In Herrera’s version in the 1960s, four man-marking defenders were tightly assigned to each opposing attacker while an extra sweeper would pick up any loose ball that escaped the coverage of the defenders. The emphasis of this system in Italian football spawned the rise of many top Italian defenders who became known for their hard-tackling, ruthless defending. However, despite the defensive connotations, Herrera claimed shortly before his death that the system was more attacking than people remembered, saying ‘the problem is that most of the people who copied me copied me wrongly. They forgot to include the attacking principles that my Catenaccio included. I had Picchi as a sweeper, yes, but I also had Facchetti, the first full back to score as many goals as a forward.’

Total Football, invented by Rinus Michels in the 1970s, rendered Herrera’s version of Catenaccio rather obsolete in club football. In Total Football, no player is fixed in his nominal role; anyone can assume in the field the duties of an attacker, a midfielder or a defender, depending on the play. Man-marking alone was insufficient to cope with this fluid system. Coaches began to create a new tactical system that mixed man-marking with zonal defense. In 1972, Michels’ Ajax defeated Inter 2–0 in the European Cup final and Dutch newspapers announced the “destruction of Catenaccio” at the hands of Total Football. In 1973, Ajax crushed Cesare Maldini’s Milan 6–0 for the European Super Cup in a match in which the defensive Milan system was destroyed by Ajax.

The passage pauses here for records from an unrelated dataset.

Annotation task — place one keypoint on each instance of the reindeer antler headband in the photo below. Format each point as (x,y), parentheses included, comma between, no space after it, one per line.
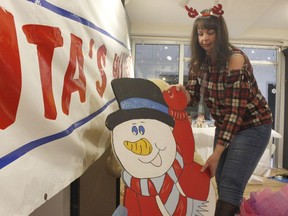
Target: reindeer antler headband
(215,11)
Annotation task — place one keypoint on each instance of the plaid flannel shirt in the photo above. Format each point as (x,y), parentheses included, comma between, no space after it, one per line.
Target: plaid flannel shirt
(232,96)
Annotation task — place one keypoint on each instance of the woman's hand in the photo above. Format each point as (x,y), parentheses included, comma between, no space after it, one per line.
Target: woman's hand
(212,161)
(182,88)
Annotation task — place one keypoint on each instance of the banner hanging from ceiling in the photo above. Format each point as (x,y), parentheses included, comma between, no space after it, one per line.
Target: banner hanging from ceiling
(57,60)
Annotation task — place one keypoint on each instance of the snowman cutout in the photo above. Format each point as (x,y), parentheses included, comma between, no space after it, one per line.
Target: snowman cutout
(157,179)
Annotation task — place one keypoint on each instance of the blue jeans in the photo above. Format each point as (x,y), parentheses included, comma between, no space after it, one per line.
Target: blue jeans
(238,162)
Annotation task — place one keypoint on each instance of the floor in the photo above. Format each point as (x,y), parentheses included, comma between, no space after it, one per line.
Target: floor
(268,183)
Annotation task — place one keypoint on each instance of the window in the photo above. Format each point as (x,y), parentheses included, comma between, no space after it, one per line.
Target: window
(157,61)
(163,61)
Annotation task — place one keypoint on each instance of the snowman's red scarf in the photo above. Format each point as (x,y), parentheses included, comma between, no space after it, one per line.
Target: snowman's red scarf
(178,115)
(164,186)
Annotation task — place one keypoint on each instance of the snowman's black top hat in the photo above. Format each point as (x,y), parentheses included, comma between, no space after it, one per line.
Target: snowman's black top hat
(138,99)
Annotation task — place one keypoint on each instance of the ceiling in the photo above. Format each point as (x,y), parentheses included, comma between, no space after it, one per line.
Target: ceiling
(261,20)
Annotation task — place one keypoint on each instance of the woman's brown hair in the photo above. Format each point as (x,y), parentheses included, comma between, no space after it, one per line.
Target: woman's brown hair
(222,44)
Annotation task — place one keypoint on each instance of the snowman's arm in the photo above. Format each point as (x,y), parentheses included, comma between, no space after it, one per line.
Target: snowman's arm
(161,206)
(180,189)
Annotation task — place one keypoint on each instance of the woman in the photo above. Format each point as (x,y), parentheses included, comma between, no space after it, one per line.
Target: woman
(223,75)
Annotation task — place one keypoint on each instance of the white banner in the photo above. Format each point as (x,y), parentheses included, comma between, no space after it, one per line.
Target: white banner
(57,59)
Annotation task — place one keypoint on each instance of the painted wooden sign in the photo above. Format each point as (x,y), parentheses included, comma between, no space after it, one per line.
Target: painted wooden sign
(152,139)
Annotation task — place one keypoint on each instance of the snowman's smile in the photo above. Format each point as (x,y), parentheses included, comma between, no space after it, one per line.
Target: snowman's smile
(156,161)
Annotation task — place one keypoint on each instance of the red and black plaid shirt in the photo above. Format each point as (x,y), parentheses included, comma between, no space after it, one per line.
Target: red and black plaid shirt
(233,97)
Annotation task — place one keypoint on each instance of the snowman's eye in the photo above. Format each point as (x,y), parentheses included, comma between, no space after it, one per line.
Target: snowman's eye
(134,130)
(141,130)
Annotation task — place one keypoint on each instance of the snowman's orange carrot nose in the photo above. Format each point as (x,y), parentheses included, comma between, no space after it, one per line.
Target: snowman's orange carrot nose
(140,147)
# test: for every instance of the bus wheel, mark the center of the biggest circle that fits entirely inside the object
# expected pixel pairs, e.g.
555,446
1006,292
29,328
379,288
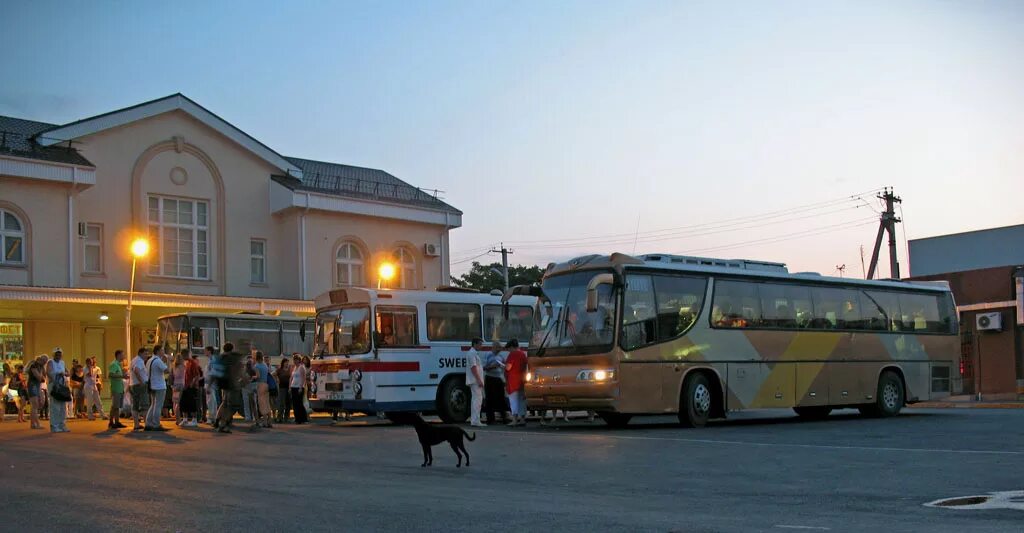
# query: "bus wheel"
889,397
695,401
453,401
813,412
614,419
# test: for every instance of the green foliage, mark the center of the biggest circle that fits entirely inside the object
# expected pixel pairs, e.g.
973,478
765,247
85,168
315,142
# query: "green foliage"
487,277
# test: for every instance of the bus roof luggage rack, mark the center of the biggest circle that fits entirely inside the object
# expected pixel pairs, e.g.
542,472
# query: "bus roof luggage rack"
745,264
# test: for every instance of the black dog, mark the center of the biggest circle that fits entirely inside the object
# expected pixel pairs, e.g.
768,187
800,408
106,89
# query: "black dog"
433,434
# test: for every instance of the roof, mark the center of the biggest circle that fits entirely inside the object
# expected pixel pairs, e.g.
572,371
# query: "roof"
176,101
16,140
346,180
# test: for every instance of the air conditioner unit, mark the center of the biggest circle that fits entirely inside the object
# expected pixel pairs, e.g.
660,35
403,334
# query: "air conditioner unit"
989,321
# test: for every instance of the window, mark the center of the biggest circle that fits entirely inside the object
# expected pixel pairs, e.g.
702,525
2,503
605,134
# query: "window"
11,238
679,302
396,326
180,230
257,261
736,305
518,325
406,264
785,306
453,321
92,262
348,266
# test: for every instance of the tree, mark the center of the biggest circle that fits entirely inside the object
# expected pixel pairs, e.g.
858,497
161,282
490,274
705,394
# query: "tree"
488,277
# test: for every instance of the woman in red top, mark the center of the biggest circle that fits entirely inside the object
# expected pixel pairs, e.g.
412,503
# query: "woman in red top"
515,382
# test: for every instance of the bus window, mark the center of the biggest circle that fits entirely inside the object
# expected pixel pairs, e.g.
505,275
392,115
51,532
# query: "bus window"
736,305
396,326
519,324
881,311
204,331
679,303
785,306
254,335
639,315
453,321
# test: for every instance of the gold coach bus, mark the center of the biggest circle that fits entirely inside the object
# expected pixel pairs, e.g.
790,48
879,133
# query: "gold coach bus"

“Pure” Catenaccio is no longer used in the modern football tactics. Two major characteristics of this style – the man-to-man marking and the libero (“free”) position – are no longer in use. Highly defensive structures with little attacking intent are often labelled as Catenaccio, but deviates from the original design of the system. Moreover, the sweeper or libero position has virtually disappeared from the modern game since the 1980s because teams favoured deploying the extra man in another area of the pitch.

Catenaccio is often thought to be commonplace in Italian football; but is now used infrequently by Italian Serie A teams, who instead prefer to apply balanced tactics and formations, mostly 4–3–3 or 3–5–2, The Italian national football team with manager Cesare Prandelli also used the 3-5-2 in their first clashes of UEFA Euro 2012 Group C and then switched to the their ‘standard’ 4–4–2 formation UEFA Euro 2012 final. Italy’s previous coaches, Cesare Maldini and Giovanni Trapattoni, used the Catenaccio at international level, and both failed to reach the top. Italy, under Maldini, lost on penalties at the 1998 FIFA World Cup quarter-finals, while Trapattoni lost early in the second round at 2002 FIFA World Cup and lost at the UEFA Euro 2004 during the first round.

However, Catenaccio has also had its share of success stories. Trapattoni himself successfully employed it in securing a Portuguese Liga title with Benfica in 2005. German coach Otto Rehhagel also used a similarly defensive approach for his Greece national football team in UEFA Euro 2004, going on to win the tournament despite his team being heavy underdogs. Dino Zoff also put Catenaccio to good use for Italy, securing a place in the UEFA Euro 2000 final, which Italy only lost on the golden goal rule to France. Likewise, Azeglio Vicini led Italy to the 1990 FIFA World Cup semifinal thanks to small wins in six hard-fought defensive games in which Italy produced little but risked even less, totaling only 7 goals for and none against. Italy would then lose a tight semifinal to Argentina, due in no small part to a similar strategy from Carlos Bilardo, who then went on to lose the final to a much more offensive-minded Germany led by Franz Beckenbauer.

Similarly, when Italy was reduced to 10 men in the 50th minute of the 2006 FIFA World Cup 2nd round match against Australia, coach Marcello Lippi changed the Italian’s formation to a defensive orientation which caused the British newspaper The Guardian to note that “the timidity of Italy’s approach had made it seem that Helenio Herrera, the high priest of Catenaccio, had taken possession of the soul of Marcello Lippi.” It should be noted, however, that the ten-man team was playing with a 4–3–2 scheme, just a midfielder away from the regular 4–4–2.